Reactions: Like 1 | Agree 1


----------



## FranklinWorkshops (Apr 17, 2018)

@Karl_TN
Good idea but too late. They were loading the sections in a dump truck when I drove by. Had to use a front end loader since they were so heavy. I know several turners here do work with local tree-trimming businesses so these sections may still end up in bowls.


----------



## David Van Asperen (Apr 18, 2018)

Karl,
Looks fantastic


----------



## barry richardson (Apr 18, 2018)

Great fix d! Looks like minimal sapwood too...


----------



## Karl_TN (Apr 20, 2018)

Some bad news and some good news.

Bad news first... Found ring check in the outer 1/3 TO 1/4 of the log. Could be damage from prior storm, or damage when tree was pushed over by the road crew. Probably the latter if I had to guess.

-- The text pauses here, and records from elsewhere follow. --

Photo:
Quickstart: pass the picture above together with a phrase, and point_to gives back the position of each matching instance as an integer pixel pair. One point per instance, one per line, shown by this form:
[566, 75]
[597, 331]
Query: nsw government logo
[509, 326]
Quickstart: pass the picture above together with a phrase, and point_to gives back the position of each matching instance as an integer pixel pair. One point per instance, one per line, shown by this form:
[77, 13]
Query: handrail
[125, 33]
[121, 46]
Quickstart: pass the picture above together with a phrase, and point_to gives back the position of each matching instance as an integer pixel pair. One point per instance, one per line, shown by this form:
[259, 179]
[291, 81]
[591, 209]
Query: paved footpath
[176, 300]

Ring check area is the white stain leaking out in the upper right.


 

Good news... There's still a lot of heart wood left for turning blocks. One large block I cut last night weighed 107 pounds.

Reactions: Like 2 | Way Cool 1


----------



## FranklinWorkshops (Apr 20, 2018)

That's nice. Lots of work invested by you to get those cut.

Reactions: Thank You! 1


----------



## Karl_TN (Apr 20, 2018)

Another reason why many woodturners like myself don't need a gym membership. Those log sections weigh more than I do until they're broken down.

Reactions: Agree 1


----------



## woodtickgreg (Apr 21, 2018)

That's awesome Karl, nice haul and worth the effort. Did you chainsaw mill them or just freehand chainsaw cut them? Get em sealed asap!

Reactions: Thank You! 1


----------



## Karl_TN (Apr 21, 2018)

These are being cut free hand along the grain which is much quicker end grain cutting with the mill. Thus, I mostly use the chainsaw mill for longer straight boards, and free the hand cut the turning blocks. Some of those blocks are getting recut on my band saw in order to remove any visible cracks or ring checking that I missed when chainsawing at dusk. Sealed with either melted wax or Anchorseal.

Reactions: Like 1 | Way Cool 1


----------